Solving the Dual Write Problem: Transactional Outbox Pattern with Debezium and MongoDB

14 min read

We run a platform where multiple services write to MongoDB and publish events to Kafka. Around 20 million messages flow through it every day. We needed both writes, the database state and the Kafka event, to either both succeed or both fail. The naive approach is two writes in application code, but no combination of try/catch, transactions, or retries across two systems solves that reliably. The failure window always exists: one write succeeds, the other doesn’t, and the system is silently inconsistent. This is the dual write problem.

We solved it with the transactional outbox pattern. Instead of publishing to Kafka from application code, we write both the domain entity and the intended event into the database within a single atomic transaction. A separate process tails the database’s change stream, picks up new outbox entries, and publishes them to Kafka. This is Change Data Capture (CDC), and Debezium is the tool we use to implement it. The database transaction guarantees consistency; Debezium handles reliable delivery.

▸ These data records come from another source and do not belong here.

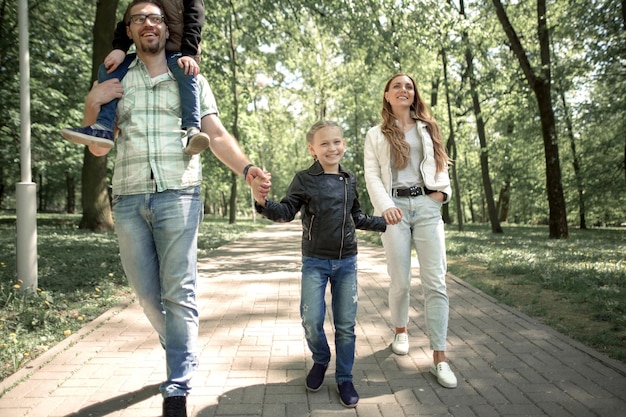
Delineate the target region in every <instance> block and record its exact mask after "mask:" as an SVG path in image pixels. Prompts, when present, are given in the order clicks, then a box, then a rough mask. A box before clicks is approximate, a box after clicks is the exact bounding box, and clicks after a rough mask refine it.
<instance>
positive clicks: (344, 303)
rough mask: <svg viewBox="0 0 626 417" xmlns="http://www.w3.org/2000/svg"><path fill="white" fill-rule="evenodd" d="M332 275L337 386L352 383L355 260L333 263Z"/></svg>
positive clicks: (355, 257)
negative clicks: (335, 349) (346, 383)
mask: <svg viewBox="0 0 626 417" xmlns="http://www.w3.org/2000/svg"><path fill="white" fill-rule="evenodd" d="M332 262H333V263H334V268H333V274H332V275H331V277H330V287H331V293H332V310H333V319H334V321H335V323H334V324H335V349H336V350H337V358H336V362H337V367H336V368H337V369H336V371H335V380H336V381H337V383H341V382H345V381H352V366H353V365H354V350H355V341H356V336H355V334H354V326H355V322H356V313H357V300H358V290H357V288H358V285H357V265H356V256H354V257H349V258H345V259H340V260H333V261H332Z"/></svg>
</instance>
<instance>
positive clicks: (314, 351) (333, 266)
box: [300, 256, 358, 383]
mask: <svg viewBox="0 0 626 417" xmlns="http://www.w3.org/2000/svg"><path fill="white" fill-rule="evenodd" d="M329 282H330V292H331V296H332V316H333V322H334V323H333V324H334V327H335V350H336V356H337V358H336V370H335V380H336V381H337V383H339V382H344V381H352V366H353V365H354V348H355V341H356V336H355V334H354V326H355V321H356V312H357V304H358V291H357V286H358V284H357V263H356V256H354V257H350V258H346V259H319V258H313V257H307V256H303V257H302V284H301V298H300V316H301V317H302V326H303V327H304V333H305V337H306V341H307V344H308V346H309V349H310V350H311V352H312V354H313V361H314V362H315V363H318V364H321V365H327V364H328V363H329V362H330V357H331V354H330V348H329V346H328V340H327V339H326V333H325V332H324V318H325V316H326V302H325V300H324V296H325V294H326V286H327V284H328V283H329Z"/></svg>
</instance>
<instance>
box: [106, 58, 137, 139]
mask: <svg viewBox="0 0 626 417" xmlns="http://www.w3.org/2000/svg"><path fill="white" fill-rule="evenodd" d="M134 59H135V54H128V55H126V58H125V59H124V61H122V63H121V64H120V65H118V66H117V68H115V70H114V71H113V72H112V73H110V74H107V69H106V67H105V66H104V64H101V65H100V68H98V82H99V83H101V82H104V81H107V80H111V79H113V78H117V79H118V80H120V81H122V79H123V78H124V76H125V75H126V73H127V72H128V67H129V66H130V63H131V62H133V60H134ZM118 101H119V100H118V99H116V98H114V99H113V100H111V101H109V102H108V103H106V104H103V105H102V107H101V108H100V113H98V120H97V122H96V124H97V125H99V126H100V127H102V128H105V129H107V130H111V131H113V127H114V126H115V112H116V111H117V102H118Z"/></svg>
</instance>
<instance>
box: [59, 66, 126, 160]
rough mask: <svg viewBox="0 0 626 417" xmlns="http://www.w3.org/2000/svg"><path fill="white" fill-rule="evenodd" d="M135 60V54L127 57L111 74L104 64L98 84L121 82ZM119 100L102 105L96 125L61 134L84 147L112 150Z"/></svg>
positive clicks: (99, 72)
mask: <svg viewBox="0 0 626 417" xmlns="http://www.w3.org/2000/svg"><path fill="white" fill-rule="evenodd" d="M134 59H135V54H129V55H126V58H125V59H124V61H122V63H121V64H120V65H118V67H117V68H116V69H115V71H113V72H112V73H111V74H107V71H106V68H105V67H104V64H102V65H100V68H99V69H98V82H99V83H101V82H104V81H107V80H110V79H113V78H117V79H119V80H120V81H122V79H123V78H124V76H125V75H126V73H127V72H128V67H129V66H130V64H131V62H133V60H134ZM117 102H118V99H113V100H111V101H110V102H108V103H106V104H104V105H102V107H101V108H100V112H99V113H98V118H97V120H96V123H95V124H93V125H91V126H83V127H75V128H71V129H61V134H62V135H63V137H64V138H66V139H67V140H70V141H72V142H75V143H80V144H83V145H96V146H100V147H104V148H112V147H113V142H114V137H113V128H114V127H115V113H116V111H117Z"/></svg>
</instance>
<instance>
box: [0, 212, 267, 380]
mask: <svg viewBox="0 0 626 417" xmlns="http://www.w3.org/2000/svg"><path fill="white" fill-rule="evenodd" d="M79 221H80V216H78V215H65V214H44V215H38V217H37V255H38V256H37V258H38V260H37V263H38V265H37V269H38V274H37V275H38V276H37V279H38V288H37V291H36V293H30V292H24V291H23V290H22V288H21V286H22V285H23V282H22V281H21V280H20V279H19V277H16V274H17V273H16V271H17V267H16V259H15V257H16V253H15V244H16V242H15V234H16V230H15V215H14V214H0V380H2V379H4V378H6V377H7V376H8V375H10V374H12V373H14V372H15V371H17V370H18V369H20V368H21V367H23V366H24V365H26V364H27V363H28V362H29V361H30V360H32V359H34V358H35V357H37V356H39V355H40V354H41V353H43V352H45V351H47V350H48V349H50V348H51V347H53V346H54V345H55V344H57V343H59V342H60V341H62V340H63V339H64V338H66V337H68V336H69V335H71V334H72V333H74V332H76V331H78V330H79V329H80V328H81V327H82V326H83V325H84V324H85V323H87V322H89V321H91V320H93V319H95V318H96V317H98V316H99V315H101V314H102V313H104V312H105V311H107V310H108V309H110V308H111V307H113V306H115V305H117V304H118V303H120V302H121V301H123V300H126V299H128V298H129V297H132V293H131V290H130V288H129V287H128V285H127V282H126V278H125V276H124V272H123V270H122V266H121V263H120V260H119V252H118V246H117V239H116V236H115V233H113V232H105V233H92V232H90V231H85V230H81V229H78V223H79ZM265 224H268V222H267V221H265V220H262V219H259V220H258V221H257V222H256V223H254V222H253V221H252V220H251V219H238V222H237V223H236V224H234V225H233V224H228V221H227V219H222V218H210V217H205V220H204V222H203V223H202V225H201V227H200V237H199V239H198V256H206V255H207V254H208V252H209V251H211V250H212V249H215V248H217V247H219V246H222V245H224V244H225V243H228V242H230V241H233V240H236V239H237V237H238V236H239V235H241V234H242V233H246V232H249V231H252V230H254V229H257V228H259V227H262V226H264V225H265Z"/></svg>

The trade-off: we’re adding an infrastructure component (Debezium/Kafka Connect), introducing eventual consistency (events are published asynchronously, not synchronously with the write), and accepting at-least-once delivery semantics that require idempotent consumers. For our case, where data consistency and auditability are non-negotiable, this trade was worth it.

What the Outbox Pattern Guarantees (and What It Doesn’t)

The contract we sign up for has two sides.

What we get:

Atomic persistence of state + event intent. The database transaction guarantees that a domain entity is never written without its corresponding outbox event (and vice versa). The system won’t silently drop events or create phantom state.
At-least-once delivery to Kafka. Debezium tracks its offset in Kafka. If the connector crashes and restarts, it replays from the last committed offset. Events may be delivered more than once, but they won’t be lost.
Ordering per aggregate. Because aggregateid is used as the Kafka partition key, all events for the same business entity arrive in order on the same partition.

What we don’t get:

Exactly-once end-to-end delivery. Debezium provides at-least-once semantics. Connector restarts, rebalances, and snapshot replays can all produce duplicate events. This is by design: at-least-once is the safe default in distributed systems.
Immediate consistency. Events are published asynchronously. There is a window (typically milliseconds to low seconds, longer under load) where the database has state that Kafka consumers haven’t seen yet.
Cross-aggregate ordering. Events for different aggregates may land on different partitions and be consumed in any order. Global ordering requires a single partition, which kills parallelism.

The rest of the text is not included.